Processing Markup Languages

(Moved from StructuralRegularExpressions)

I don't know if its related, but parsing XML and markup languages brings up an interesting question: what does the result look like? As a table-head, I'm tempted to draft the parsed result as something like:

  table: tag
  sequence   // may be superfluous with ID, depending on environment
  parentRef  // parent tag (0 if no parent)
  isClosed   // "1" if self-closing such as <foo x=1\>
  // Alternative closing tracking to better handle bad or non-trees:
  closeType  // B=beginning tag, E=ending tag, S=self-closing

table: attribs -------------- tagRef // f.k. to tag table attribName attribValue

A dummy tag, such as "intertext", can perhaps be created for text between tags. What would non-table-heads choose as the output format? Iterators?

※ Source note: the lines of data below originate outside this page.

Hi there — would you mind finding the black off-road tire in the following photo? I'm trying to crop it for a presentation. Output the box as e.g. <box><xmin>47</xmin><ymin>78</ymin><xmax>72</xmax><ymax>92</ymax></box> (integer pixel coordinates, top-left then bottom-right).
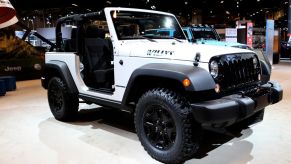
<box><xmin>47</xmin><ymin>77</ymin><xmax>79</xmax><ymax>122</ymax></box>
<box><xmin>134</xmin><ymin>88</ymin><xmax>202</xmax><ymax>163</ymax></box>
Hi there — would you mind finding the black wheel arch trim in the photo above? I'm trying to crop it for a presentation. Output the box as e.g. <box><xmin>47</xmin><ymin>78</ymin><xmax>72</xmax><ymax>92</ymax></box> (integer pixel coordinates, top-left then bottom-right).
<box><xmin>122</xmin><ymin>63</ymin><xmax>215</xmax><ymax>105</ymax></box>
<box><xmin>42</xmin><ymin>60</ymin><xmax>78</xmax><ymax>93</ymax></box>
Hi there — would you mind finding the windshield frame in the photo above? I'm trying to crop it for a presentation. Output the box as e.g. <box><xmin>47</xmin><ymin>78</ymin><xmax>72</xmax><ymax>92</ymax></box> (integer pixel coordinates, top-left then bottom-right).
<box><xmin>105</xmin><ymin>8</ymin><xmax>187</xmax><ymax>41</ymax></box>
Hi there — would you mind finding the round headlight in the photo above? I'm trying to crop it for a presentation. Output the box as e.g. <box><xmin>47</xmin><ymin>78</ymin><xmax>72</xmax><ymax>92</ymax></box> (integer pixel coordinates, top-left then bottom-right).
<box><xmin>210</xmin><ymin>60</ymin><xmax>218</xmax><ymax>78</ymax></box>
<box><xmin>253</xmin><ymin>57</ymin><xmax>258</xmax><ymax>69</ymax></box>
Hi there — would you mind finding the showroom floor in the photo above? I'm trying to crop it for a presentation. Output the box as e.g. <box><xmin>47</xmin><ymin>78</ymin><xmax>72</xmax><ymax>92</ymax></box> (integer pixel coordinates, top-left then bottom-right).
<box><xmin>0</xmin><ymin>62</ymin><xmax>291</xmax><ymax>164</ymax></box>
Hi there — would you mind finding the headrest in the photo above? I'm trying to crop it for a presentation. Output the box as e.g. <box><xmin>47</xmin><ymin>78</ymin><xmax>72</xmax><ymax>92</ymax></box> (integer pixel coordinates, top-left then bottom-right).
<box><xmin>86</xmin><ymin>25</ymin><xmax>105</xmax><ymax>39</ymax></box>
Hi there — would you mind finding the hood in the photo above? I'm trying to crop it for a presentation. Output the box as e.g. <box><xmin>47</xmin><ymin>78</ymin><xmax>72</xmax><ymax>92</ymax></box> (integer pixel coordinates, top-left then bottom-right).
<box><xmin>197</xmin><ymin>39</ymin><xmax>246</xmax><ymax>47</ymax></box>
<box><xmin>119</xmin><ymin>39</ymin><xmax>252</xmax><ymax>62</ymax></box>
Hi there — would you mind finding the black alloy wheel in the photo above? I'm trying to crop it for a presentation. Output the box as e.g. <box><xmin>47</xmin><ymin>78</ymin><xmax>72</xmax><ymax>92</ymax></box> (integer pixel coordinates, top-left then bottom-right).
<box><xmin>134</xmin><ymin>88</ymin><xmax>202</xmax><ymax>163</ymax></box>
<box><xmin>143</xmin><ymin>105</ymin><xmax>176</xmax><ymax>150</ymax></box>
<box><xmin>48</xmin><ymin>77</ymin><xmax>79</xmax><ymax>121</ymax></box>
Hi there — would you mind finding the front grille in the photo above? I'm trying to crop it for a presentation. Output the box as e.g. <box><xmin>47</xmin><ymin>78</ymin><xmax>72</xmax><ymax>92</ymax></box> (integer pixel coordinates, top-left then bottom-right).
<box><xmin>212</xmin><ymin>54</ymin><xmax>260</xmax><ymax>90</ymax></box>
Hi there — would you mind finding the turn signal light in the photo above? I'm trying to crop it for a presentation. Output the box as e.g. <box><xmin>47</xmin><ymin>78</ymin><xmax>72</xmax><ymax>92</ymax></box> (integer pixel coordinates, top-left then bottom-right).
<box><xmin>183</xmin><ymin>79</ymin><xmax>191</xmax><ymax>87</ymax></box>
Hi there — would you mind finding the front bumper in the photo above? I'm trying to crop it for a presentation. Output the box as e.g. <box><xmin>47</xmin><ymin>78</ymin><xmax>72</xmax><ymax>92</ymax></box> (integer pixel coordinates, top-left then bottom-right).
<box><xmin>191</xmin><ymin>82</ymin><xmax>283</xmax><ymax>126</ymax></box>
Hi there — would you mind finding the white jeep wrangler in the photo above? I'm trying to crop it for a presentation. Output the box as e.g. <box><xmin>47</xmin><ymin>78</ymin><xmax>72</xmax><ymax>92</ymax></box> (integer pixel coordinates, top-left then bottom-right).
<box><xmin>42</xmin><ymin>8</ymin><xmax>283</xmax><ymax>163</ymax></box>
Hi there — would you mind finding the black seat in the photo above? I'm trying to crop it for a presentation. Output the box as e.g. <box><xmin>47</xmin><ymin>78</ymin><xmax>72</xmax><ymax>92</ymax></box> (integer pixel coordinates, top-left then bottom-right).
<box><xmin>64</xmin><ymin>28</ymin><xmax>77</xmax><ymax>52</ymax></box>
<box><xmin>85</xmin><ymin>26</ymin><xmax>114</xmax><ymax>88</ymax></box>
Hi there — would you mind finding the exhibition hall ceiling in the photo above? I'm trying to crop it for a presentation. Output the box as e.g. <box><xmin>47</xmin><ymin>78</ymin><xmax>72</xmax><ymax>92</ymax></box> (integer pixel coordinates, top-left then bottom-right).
<box><xmin>10</xmin><ymin>0</ymin><xmax>288</xmax><ymax>26</ymax></box>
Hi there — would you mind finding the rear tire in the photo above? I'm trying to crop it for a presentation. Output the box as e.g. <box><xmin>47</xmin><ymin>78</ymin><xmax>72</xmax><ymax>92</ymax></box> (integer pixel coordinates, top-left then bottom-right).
<box><xmin>134</xmin><ymin>88</ymin><xmax>202</xmax><ymax>163</ymax></box>
<box><xmin>48</xmin><ymin>77</ymin><xmax>79</xmax><ymax>122</ymax></box>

{A formal Grammar (as per the ChomskyHierarchy) can be more general than any regular expression - i.e. capable of matching anything a regular expression can match, plus plus. The basic output of matching for any grammar is very simple: a boolean indicating whether the structure is a match - is 'legal' within the grammar. The same would be said for structural regular expressions - simply returning a boolean as to whether the structure matched. Of course, it's also nice to know -why- a match occurs. To do that, you essentially add variables to the regular-expression or grammar, and you also need to handle choices (where a component is X or Y or Z, you need to know which 'choice' was made). The 'return' from a match in this case is the choice and its associated variables. Very simple. Things get a tad more complicated if you wish to receive recursive or list variables, but only a tad more.}

{As far as parse-results in general, either a single hierarchical value-structure, or a stream of such structures (depending on the medium), is most natural for the result of a parse. Database tables are best used for data - literally, propositions held to be true - not for partial values that individually say nothing of their world or context. Also, you need to be careful with tables: ordering is relevant in the parsing of XML and SGML.}

I believe your response reflects the BigIron RDBMS bias. Tools like a NimbleDatabase and DynamicRelational can transcend the BigIron stiffness of the current flavor of RDBMS. And, relational is perfectly capable of storing and using ordering-related info. --top

{Relational can store ordering if you include some sort of ordering identifier - a double or integer, for example. That is not reflected in your above schema.}

{And NimbleDatabases are still databases. They ought to store meaningful data. Structural information on the tags in the file is not particularly meaningful. Admittedly, at least, you intend this 'table' to be extremely transitory and subject to further processing. But I can't see it as a great deal more useful than storing structural information on anything else... e.g. on text files:}

  table: my-text-file
  char  // unicode codepoint
  pos   // position in file (integer)
{That you CAN extract and represent structure in a set of tables by introducing artificial identifiers and references doesn't make it particularly useful to do so. You maintain the exact same information, and at least the same capability of processing it, simply by using a plain data-structure - a string for text-files, and a hierarchical structure for XML. If you were to extract semantic information (e.g. relating books to their authors) from the XML file into a table, I'd have far fewer objections. Unfortunately, even XML schema never specify semantics.}

I am not following your argument. If one wants to process information from an XML/HTML document, using it in raw form can be daunting. SeparateIoFromCalculation applies here. I don't want to mix parsing with processing if I don't have to.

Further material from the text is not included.